Simon Daniels

Personal information
- Full name: Simon Antony Brewis Daniels
- Born: 23 August 1958 (age 67) Darlington, County Durham, England
- Height: 5 ft 9 in (1.75 m)
- Batting: Right-handed
- Bowling: Right-arm fast-medium

Domestic team information
- 1983: Durham
- 1981–1982: Glamorgan
- 1979–1980: Durham

Career statistics
| Competition | First-class | List A |
| Matches | 16 | 11 |
| Runs scored | 227 | 8 |
| Batting average | 17.46 | 4.00 |
| 100s/50s | 0/1 | 0/0 |
| Top score | 73 | 4* |
| Balls bowled | 1,874 | 497 |
| Wickets | 28 | 4 |
| Bowling average | 41.53 | 99.50 |
| 5 wickets in innings | 0 | 0 |
| 10 wickets in match | 0 |  |
| Best bowling | 3/33 | 3/32 |
| Catches/stumpings | 7/– | 3/– |
- Source: Cricinfo, 12 September 2011

= Simon Daniels (cricketer) =

English cricketer

Simon Antony Brewis Daniels (born 23 August 1958) is a former English cricketer. Daniels was a right-handed batsman who bowled right-arm fast-medium. Born in Darlington, County Durham, he was educated at Sedbergh School and at Newcastle Polytechnic.

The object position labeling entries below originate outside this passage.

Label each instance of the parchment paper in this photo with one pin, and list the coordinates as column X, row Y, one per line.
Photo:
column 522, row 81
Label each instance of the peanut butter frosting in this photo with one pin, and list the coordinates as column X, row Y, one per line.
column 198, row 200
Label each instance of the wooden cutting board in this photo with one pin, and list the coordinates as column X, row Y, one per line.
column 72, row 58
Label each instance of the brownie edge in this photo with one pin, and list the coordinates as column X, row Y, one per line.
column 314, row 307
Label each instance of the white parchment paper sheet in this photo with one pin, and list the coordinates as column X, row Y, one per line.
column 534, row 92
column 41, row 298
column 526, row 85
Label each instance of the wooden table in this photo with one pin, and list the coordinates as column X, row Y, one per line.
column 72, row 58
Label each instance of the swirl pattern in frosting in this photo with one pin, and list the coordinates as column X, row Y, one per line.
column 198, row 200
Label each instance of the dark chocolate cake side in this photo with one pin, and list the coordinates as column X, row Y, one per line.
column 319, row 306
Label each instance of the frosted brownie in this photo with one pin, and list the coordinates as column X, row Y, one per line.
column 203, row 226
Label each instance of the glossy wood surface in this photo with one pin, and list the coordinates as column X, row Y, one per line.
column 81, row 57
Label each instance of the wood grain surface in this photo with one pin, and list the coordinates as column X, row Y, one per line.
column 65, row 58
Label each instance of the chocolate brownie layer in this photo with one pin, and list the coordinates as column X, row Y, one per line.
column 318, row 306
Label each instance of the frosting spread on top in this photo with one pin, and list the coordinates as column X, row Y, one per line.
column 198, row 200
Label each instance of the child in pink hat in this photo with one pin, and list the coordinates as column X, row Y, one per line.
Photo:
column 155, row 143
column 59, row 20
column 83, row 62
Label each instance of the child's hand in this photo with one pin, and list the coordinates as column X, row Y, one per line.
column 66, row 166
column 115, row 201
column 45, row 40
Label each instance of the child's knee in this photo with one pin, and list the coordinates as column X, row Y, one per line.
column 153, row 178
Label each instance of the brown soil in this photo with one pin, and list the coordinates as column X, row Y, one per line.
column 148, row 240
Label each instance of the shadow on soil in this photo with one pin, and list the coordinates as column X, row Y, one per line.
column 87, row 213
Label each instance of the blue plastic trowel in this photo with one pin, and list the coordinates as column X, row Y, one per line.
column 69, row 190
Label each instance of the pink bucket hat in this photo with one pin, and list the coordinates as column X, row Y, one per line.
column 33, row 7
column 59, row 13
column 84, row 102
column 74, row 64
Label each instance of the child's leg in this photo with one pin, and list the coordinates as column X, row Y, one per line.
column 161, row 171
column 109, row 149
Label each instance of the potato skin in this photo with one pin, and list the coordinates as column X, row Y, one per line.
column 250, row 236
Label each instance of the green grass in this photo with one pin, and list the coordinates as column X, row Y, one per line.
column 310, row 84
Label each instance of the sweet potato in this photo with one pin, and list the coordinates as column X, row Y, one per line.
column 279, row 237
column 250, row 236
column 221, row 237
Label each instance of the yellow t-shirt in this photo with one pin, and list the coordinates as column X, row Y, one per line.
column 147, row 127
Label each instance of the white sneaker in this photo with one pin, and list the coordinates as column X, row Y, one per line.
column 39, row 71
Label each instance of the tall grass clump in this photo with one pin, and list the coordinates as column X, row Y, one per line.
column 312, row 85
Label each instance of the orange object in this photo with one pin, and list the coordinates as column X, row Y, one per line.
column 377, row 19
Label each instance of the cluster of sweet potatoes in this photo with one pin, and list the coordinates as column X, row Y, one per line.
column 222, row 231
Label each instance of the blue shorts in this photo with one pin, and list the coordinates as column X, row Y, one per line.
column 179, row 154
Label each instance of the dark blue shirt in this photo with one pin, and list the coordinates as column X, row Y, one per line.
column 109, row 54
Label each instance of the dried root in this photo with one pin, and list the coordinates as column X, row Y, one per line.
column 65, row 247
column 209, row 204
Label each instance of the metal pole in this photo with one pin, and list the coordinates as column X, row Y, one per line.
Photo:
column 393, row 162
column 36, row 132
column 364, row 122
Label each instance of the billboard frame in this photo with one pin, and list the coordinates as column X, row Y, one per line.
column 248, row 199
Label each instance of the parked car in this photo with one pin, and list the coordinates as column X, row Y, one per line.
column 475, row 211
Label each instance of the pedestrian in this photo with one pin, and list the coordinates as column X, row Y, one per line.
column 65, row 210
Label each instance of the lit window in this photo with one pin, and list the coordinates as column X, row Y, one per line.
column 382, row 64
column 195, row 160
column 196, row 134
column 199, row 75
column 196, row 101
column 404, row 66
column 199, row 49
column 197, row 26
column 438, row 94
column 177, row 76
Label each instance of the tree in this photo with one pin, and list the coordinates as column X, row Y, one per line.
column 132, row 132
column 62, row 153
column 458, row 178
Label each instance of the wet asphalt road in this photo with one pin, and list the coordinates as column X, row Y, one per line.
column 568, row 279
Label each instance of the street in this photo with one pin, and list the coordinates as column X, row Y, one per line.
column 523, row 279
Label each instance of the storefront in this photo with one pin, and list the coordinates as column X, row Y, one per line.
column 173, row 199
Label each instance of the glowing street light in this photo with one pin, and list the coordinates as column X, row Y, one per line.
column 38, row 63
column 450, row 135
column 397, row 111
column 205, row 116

Daniels made his debut for Durham in the 1979 Minor Counties Championship against Cheshire. He made fourteen Minor Counties Championship appearances up to the 1980 season. In 1980 he made his List A debut for the county against Nottinghamshire in the Gillette Cup, a match in which he went wicket-less in the 12 overs he bowled, conceding 32 runs.

He joined Glamorgan for the 1981 season, making his first-class debut against Middlesex in the County Championship. He made fifteen further first-class appearances for Glamorgan, the last of which came against Essex in the 1982 County Championship. In his sixteen first-class matches, he scored 227 runs at an average of 17.46, with a high score of 73. This score, which was his only first-class fifty, came against Gloucestershire in 1982. This score also came during his record partnership for the 10th wicket in which himself and Terry Davies compiled 143 runs, which remains a Glamorgan record for the 10th wicket. With the ball, he took 28 wickets at a bowling average of 41.53, with best figures of 3/33. His first List A appearance for Glamorgan also came in 1981, against Middlesex in the John Player League. He made eight further appearances in that format for the county, the last of which came against Essex in the 1982 John Player League. He took just 4 wickets in his nine matches, which came at an average of 75.50, with best figures of 3/32.

He left Glamorgan at the end of the 1982 season, returning to Durham for the following season. He made just a single appearance in that season's Minor Counties Championship against Northumberland, as well as a single List A match in the NatWest Trophy against Lancashire, a match in which Daniels again failed to take a wicket, conceding 64 runs from 12 overs.